Nunca hice un gol. Pero hice medio gol. Corrían ya los años de la democracia, y el Centro de Estudiantes organizó la única actividad que podía convocar a todos los varones, comprometidos o no con la militancia política: un campeonato de fútbol. Muy bien organizado por un secretario de deportes del centro que llegó a cortar el tráfico de media ciudad de Buenos Aires para armar una bicicleteada desde San Martín hasta el Parque Saavedra (mucho antes que Nike o Adidas organizaran sus maratones). El campeonato estaba en sus postrimerías. Yo, delegado del curso, solo entre en el equipo por descarte. De nuevo, una baja importante por la internación del Bardo, me hizo pasar al equipo titular. La verdad que Pablo no estaba bien en esos días y peleaba contra una septicemia jodida. Esa mañana de sábado, en el Parque Sarmiento, nos juramos ganar. A mí, para no estorbar, me mandaron arriba: “Pegale a la pelota para adelante”, ese tipo de instrucciones había que darme. En una de esas, un balón pasa cerca de mí, a la altura de la cintura, no sé cómo, por instinto, levanté la pierna y con la punta de la zapatilla la toque, al mismo tiempo que Aníbal. Entre los dos, hicimos el gol. Después nos empataron y Silvio selló el desenlace a nuestro favor.

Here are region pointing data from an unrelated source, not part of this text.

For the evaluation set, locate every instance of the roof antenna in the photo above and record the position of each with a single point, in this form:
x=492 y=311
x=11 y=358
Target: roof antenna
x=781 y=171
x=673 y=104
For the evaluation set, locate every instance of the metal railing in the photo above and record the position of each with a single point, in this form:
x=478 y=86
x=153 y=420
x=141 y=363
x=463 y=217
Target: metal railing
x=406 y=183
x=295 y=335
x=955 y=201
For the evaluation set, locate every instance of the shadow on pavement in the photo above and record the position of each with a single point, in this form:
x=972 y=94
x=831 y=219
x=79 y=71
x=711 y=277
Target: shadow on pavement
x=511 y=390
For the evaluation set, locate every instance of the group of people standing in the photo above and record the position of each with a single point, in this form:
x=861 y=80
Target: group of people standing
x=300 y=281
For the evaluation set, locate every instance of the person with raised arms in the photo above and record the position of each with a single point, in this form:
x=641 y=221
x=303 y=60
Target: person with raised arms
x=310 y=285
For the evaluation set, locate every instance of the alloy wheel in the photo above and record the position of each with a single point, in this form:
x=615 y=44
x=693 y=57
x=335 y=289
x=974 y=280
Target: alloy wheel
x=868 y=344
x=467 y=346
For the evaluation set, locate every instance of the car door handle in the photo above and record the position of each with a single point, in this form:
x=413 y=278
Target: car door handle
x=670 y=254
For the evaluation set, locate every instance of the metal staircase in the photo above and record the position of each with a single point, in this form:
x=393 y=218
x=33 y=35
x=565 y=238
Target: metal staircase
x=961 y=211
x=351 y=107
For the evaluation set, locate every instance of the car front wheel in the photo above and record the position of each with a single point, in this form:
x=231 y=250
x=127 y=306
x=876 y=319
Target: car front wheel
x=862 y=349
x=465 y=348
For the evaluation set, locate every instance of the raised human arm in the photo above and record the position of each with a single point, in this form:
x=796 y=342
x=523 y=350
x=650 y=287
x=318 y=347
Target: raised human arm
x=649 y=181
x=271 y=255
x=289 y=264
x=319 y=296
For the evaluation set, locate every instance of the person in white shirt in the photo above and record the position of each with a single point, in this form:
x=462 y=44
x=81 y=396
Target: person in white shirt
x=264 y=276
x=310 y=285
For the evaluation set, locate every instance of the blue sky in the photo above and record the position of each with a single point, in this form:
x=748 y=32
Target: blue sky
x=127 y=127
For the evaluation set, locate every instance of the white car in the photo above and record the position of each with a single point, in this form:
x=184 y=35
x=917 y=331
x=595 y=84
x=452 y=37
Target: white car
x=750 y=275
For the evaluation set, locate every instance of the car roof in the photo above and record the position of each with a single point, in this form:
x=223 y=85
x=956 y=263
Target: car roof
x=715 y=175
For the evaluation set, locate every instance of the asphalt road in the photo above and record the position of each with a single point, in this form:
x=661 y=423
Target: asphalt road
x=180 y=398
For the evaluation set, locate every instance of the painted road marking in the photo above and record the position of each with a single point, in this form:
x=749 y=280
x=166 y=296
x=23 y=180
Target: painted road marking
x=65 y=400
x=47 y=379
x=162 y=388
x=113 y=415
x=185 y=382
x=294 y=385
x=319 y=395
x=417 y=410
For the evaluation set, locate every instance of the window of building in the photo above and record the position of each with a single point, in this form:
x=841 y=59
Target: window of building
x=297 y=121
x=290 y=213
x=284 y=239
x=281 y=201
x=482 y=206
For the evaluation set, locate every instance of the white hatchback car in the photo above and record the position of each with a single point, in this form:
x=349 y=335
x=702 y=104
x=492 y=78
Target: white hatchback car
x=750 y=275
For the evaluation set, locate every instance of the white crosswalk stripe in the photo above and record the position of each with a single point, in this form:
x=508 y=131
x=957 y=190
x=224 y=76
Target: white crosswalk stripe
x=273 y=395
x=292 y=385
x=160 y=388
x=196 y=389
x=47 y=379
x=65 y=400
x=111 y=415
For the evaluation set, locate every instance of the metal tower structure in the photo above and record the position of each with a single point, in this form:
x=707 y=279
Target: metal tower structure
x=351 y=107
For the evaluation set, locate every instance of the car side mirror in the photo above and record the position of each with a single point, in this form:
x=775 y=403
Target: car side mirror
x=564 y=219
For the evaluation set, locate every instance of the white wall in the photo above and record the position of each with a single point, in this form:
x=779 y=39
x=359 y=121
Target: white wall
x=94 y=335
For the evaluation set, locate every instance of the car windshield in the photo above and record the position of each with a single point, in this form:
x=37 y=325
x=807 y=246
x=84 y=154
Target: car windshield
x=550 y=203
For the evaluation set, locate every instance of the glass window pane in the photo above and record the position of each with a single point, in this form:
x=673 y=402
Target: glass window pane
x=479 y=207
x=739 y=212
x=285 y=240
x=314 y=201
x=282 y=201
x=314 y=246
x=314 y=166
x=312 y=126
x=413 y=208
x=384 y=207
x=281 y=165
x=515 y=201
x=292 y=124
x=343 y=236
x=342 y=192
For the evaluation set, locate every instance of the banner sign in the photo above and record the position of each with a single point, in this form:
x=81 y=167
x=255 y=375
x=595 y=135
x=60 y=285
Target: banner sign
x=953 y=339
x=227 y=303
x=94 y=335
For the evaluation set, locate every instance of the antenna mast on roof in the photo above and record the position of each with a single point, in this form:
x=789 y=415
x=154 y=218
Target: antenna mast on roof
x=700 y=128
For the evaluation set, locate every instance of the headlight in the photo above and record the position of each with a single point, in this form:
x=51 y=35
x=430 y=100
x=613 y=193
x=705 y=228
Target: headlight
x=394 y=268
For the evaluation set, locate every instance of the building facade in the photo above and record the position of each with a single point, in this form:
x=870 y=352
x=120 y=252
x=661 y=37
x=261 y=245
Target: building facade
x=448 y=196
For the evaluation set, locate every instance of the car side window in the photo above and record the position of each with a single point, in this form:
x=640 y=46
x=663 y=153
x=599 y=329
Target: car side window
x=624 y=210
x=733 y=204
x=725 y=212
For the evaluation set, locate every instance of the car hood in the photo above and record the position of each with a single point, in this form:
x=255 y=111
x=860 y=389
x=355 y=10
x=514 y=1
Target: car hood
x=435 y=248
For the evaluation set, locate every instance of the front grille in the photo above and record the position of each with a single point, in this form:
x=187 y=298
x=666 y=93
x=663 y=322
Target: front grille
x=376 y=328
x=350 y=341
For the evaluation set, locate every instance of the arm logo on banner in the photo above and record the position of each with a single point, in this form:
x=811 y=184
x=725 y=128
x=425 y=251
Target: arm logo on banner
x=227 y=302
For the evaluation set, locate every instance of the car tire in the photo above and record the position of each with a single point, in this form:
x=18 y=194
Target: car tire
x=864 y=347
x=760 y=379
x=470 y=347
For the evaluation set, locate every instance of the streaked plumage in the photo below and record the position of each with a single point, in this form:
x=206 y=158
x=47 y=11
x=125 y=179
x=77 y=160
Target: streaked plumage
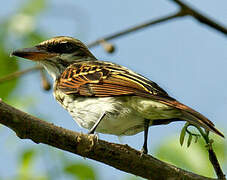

De todos modos, mi mayor hazaña deportiva es más lejana aún. De nuevo en la primaria. El profesor tendría, por capricho del programa, que enseñar Sófbol (o Béisbol, nunca comprendía la diferencia y creo que en Argentina el único que debe saberlo es Bonadeo). Paro los equipos, nos dio un palo de escoba (si, un palo, no un bate) y nos puso a tratar de batear. La pelota pegó en el bate que sostenía y tenía que correr. Al menos eso escuché que me gritaban. Como nadie pensó que eso pasaría, ninguno del otro equipo salió a buscarla. Los pocos que entendían el reglamento me incitaban a seguir, era lo único que escuchaba. Era mi “Campo de los sueños”, antes que supiéramos de la existencia de Kevin Costner. Yo hacía lo que me decían. Llegué a primer base (¿se dice así?) y escuchaba “seguí, seguí”, a segunda, a tercera y a cuarta. Marqué el tanto (o lo que sea que se denomine). Fue la única vez que todos me abrazaron. Increíble. Parecía el final de Rocky II. Sin la sangre, ni las lágrimas, ni Talia Shire.